Seek out the optimal solution of equation (5) by the gradient descent method and calculate the partial differential of the loss function with reference to the parameters $w_{y}$ , $w_{h}$ , $b_{y}$ , and $b_{h}$ . Unlike the literature¹⁹ directly seeking the second reciprocals of equation (4) over the weights and bias value, the BP method is adopted in this article. Through the above discussion, we know that a coder and a decoder compose two-layer awareness structure, so by the BP algorithm, it will reversely transfer the sensitivity for top-down correcting the parameters.

Assuming $p_{1} = w_{h} x + b_{h}$ , the real output of encoder is $h = f (p_{1}) = sigmoid (p_{1})$ .
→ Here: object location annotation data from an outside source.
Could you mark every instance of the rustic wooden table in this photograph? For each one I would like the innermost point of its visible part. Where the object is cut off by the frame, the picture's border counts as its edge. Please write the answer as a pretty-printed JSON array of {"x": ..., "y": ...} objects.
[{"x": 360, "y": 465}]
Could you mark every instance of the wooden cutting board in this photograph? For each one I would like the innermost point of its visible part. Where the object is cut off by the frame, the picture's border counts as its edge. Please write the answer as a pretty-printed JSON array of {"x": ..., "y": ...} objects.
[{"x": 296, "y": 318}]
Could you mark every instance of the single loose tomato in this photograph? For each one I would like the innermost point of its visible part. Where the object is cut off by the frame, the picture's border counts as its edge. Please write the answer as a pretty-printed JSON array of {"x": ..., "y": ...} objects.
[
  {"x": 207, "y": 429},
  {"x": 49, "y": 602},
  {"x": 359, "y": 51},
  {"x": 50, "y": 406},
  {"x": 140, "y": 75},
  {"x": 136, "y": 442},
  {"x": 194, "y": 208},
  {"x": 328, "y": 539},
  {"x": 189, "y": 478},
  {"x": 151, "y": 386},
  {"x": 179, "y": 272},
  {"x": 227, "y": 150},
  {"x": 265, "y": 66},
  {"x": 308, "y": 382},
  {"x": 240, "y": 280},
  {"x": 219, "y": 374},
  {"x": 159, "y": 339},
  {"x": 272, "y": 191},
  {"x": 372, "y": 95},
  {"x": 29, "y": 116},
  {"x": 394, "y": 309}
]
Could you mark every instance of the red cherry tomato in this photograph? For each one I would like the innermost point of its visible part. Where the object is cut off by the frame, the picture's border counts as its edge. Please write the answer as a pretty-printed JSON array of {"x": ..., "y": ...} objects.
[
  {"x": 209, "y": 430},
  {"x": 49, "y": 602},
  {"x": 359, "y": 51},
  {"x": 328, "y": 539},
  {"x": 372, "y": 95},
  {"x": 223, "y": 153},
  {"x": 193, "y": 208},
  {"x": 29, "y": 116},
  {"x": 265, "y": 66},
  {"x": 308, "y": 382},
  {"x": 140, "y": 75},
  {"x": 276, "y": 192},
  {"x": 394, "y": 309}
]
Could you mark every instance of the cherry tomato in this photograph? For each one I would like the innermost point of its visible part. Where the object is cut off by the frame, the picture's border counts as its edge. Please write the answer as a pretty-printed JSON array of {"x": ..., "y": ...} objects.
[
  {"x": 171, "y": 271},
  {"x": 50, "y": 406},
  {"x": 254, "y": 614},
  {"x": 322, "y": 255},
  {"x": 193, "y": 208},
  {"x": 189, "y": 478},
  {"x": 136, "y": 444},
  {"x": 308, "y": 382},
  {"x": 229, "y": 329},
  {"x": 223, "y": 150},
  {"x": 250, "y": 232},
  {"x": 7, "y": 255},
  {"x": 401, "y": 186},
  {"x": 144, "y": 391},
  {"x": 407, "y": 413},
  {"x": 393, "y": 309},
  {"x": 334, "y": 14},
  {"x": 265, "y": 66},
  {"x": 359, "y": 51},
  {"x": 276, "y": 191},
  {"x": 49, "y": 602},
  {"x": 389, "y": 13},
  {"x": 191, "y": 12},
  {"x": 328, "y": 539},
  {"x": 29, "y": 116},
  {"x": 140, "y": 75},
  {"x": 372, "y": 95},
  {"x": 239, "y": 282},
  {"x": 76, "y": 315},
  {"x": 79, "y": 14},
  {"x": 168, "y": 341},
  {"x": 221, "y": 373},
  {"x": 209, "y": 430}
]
$p_{2} = w_{y} h + b_{y}$ , the sensitivity of the decoding unit is

s^{L} = \frac{\partial c}{\partial p_{2}} = - \frac{1}{m} \sum_{i = 1}^{m} \sum_{k = 1}^{n} (x_{k} - \frac{\exp (p_{2})}{1 + \exp (p_{2})})

(6)

The sensitivity of hidden layer can be obtained from the reconstruction layer

s^{l} = \frac{\partial c}{\partial p_{1}} = {(\frac{\partial p_{2}}{\partial p_{1}})}^{T} \frac{\partial c}{\partial p_{2}} = \frac{1}{m} [\sum_{i = 1}^{m} \sum_{k = 1}^{n} f' (p_{1}) {(W_{y})}^{T} s^{L}]

(7)

In the equation, $x_{k}$ is the real output of the kth input node. Through equation (6), the training of reconstruction layer is not affected by the $f' (x)$ but by the error. So, weight updates fast with large error and slow with little error, which overcomes the problem of too slow weight updating by the variance cost function. To improve the convergence and avoid algorithm shocking under the convergence, the momentum factor $γ$ is introduced to smooth the shock. So, the parameter updating equation turns to

Δ w^{l} (d + 1) = γ Δ w^{l} (d) - (1 - γ) η s^{l} {(y^{l - 1})}^{T}

(8)

Δ b^{l} (d + 1) = γ Δ b^{l} (d) - (1 - γ) η s^{l}

(9)

where $y^{l - 1}$ is the input of the layer network or the output of the previous layer network.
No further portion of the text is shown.